History is important. Today the Spanish newspaper EL PAIS has a report on the 75th anniversary of women's suffrage (el sufragio femenino) in Spain, which is being celebrated this weekend with a huge "macrofestival" at the Universidad Complutense de Madrid.. In 1931, under the laws of the new Republic,women could be elected, but not vote. In the debate on women's suffrage, Victoria Kent argues that women's voting rights should be delayed until women came out from under the influence of the Catholic Church. Men argued that women were too emotional, irrational, etc.

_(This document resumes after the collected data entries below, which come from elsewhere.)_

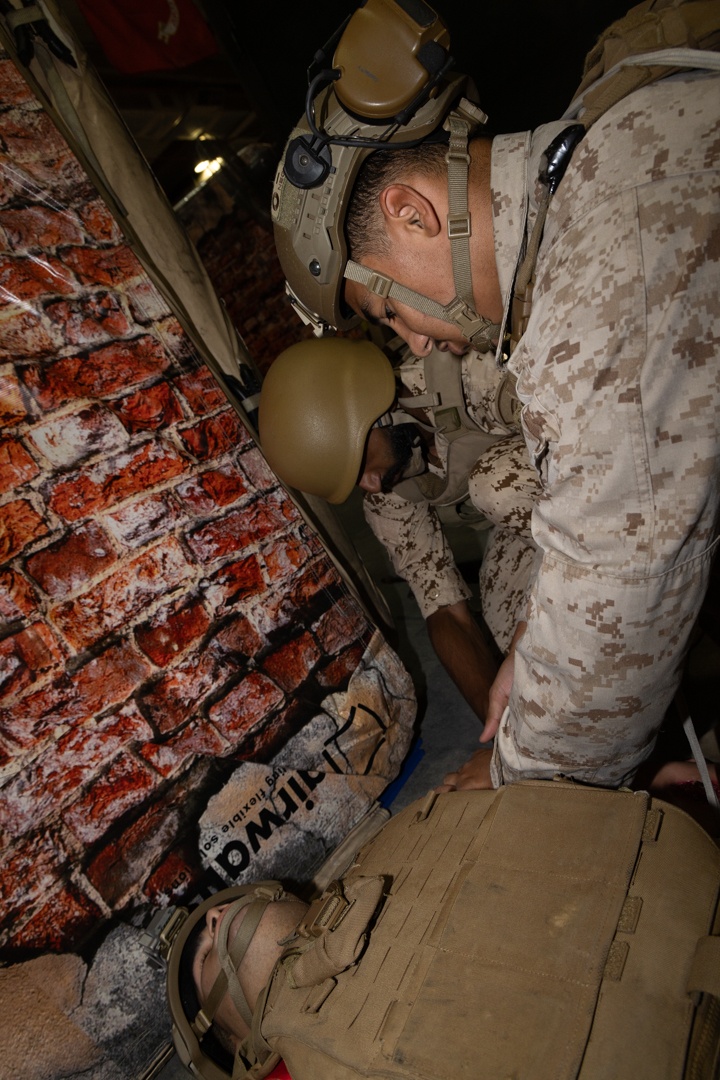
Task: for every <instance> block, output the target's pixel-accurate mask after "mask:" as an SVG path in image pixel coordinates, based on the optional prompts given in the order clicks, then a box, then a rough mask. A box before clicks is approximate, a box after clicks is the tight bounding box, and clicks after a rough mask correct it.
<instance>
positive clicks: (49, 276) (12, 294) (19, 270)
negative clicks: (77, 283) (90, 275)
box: [0, 253, 76, 303]
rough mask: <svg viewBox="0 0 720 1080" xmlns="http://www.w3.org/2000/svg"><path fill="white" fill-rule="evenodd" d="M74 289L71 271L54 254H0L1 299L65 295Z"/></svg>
mask: <svg viewBox="0 0 720 1080" xmlns="http://www.w3.org/2000/svg"><path fill="white" fill-rule="evenodd" d="M74 288H76V284H74V281H73V279H72V276H71V274H69V273H68V271H67V270H66V269H65V267H64V266H63V264H62V262H60V261H59V259H57V258H55V256H54V255H49V254H46V253H45V254H43V255H33V256H31V257H29V256H28V257H26V256H23V255H16V256H15V255H0V296H2V297H3V298H4V300H5V301H13V300H14V301H15V302H16V303H22V302H23V301H27V300H37V299H39V298H43V297H51V296H57V295H58V294H60V295H62V296H68V295H69V294H70V293H72V292H73V291H74Z"/></svg>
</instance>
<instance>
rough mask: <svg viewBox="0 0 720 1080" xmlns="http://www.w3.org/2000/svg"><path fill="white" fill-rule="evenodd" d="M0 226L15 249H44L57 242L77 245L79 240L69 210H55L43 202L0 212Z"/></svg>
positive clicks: (76, 231)
mask: <svg viewBox="0 0 720 1080" xmlns="http://www.w3.org/2000/svg"><path fill="white" fill-rule="evenodd" d="M0 227H1V228H2V229H4V231H5V235H6V237H8V240H9V241H10V246H11V248H12V249H13V251H15V252H23V253H25V252H28V251H37V249H38V248H42V249H45V251H46V249H47V248H49V247H57V246H58V245H59V244H78V243H80V241H81V239H82V232H81V229H80V226H79V224H78V222H77V220H76V219H74V217H73V214H72V212H71V211H69V210H63V211H56V210H52V208H51V207H50V206H43V205H35V206H23V208H22V210H4V211H0Z"/></svg>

Clara Campoamor's speech is reprinted by EL PAIS, and it is worth reading. "la única manera de madurarse para el ejercicio de la libertad y de hacerla accesible a todos es caminar dentro de ella." She pointed out how active women had always been in social struggles in Spain, how much effort they had put into achieving literacy, how strong their hopes were for change--and how, if the Republic failed them--they might place their hopes in either conservative forces or the communist party (note the strategy). These kinds of legal and social changes were met with the use of force to usurp state power in Spain in the Civil War, and while women in Spain did obtain the right to vote, Clara Campoamor died in exile, and it was not until after Franco's death that laws were changed granting women adult status with regards to travel, money, and family. Women's suffrage is one part of a larger struggle for women's rights.

"Equal suffrage" " This article led me to look for information on the history of suffrage in the U.S. to share with my friends from Spain. I found this excellent site, a collaboration between the New York Times and The City University of New York. It details in English and in Spanish the history of citizenship and voting rights in the United States. It puts the struggle for women's suffrage in the larger context of how true universal suffrage--equal rights in voting not just under the Constitution, but through the elimination of Jim Crow laws and obstacles to voting for all U.S citizens regardless of race or national origien, did not become a legal reality in this country with the passage of the Voting Rights Act of 1965.

Some would like to believe that the story stops there, but we know that there still exist efforts to prevent everyone from voting and that electoral fraud (real and perceived) played a role in the 200o and 2004 presidential elections.

One element of struggle around voting rights has to do with the disenfranchisement of those convicted of felonies. Sociologist Christopher Uggen is one of many who writes about the impact on elections that is a consequence of laws disenfranchising those with felony convictions. He and his collaborators marshall empirical evidence to illuminate the issues of racism and struggles over voting rights, nationally and here in Minnesota.

Local election update:
Here are MarkRitchie's detailed statements on what he believes needs to be done to protect fair elections and to increase voter participation in Minnesota. Here is the web page of Keith Ellison, a candidate for Congress who won the DFL primary because he has been able to motivate voters that the national Democratic strategists have written off. Amy Klobuchar may be the first woman elected Senator from MN. ever.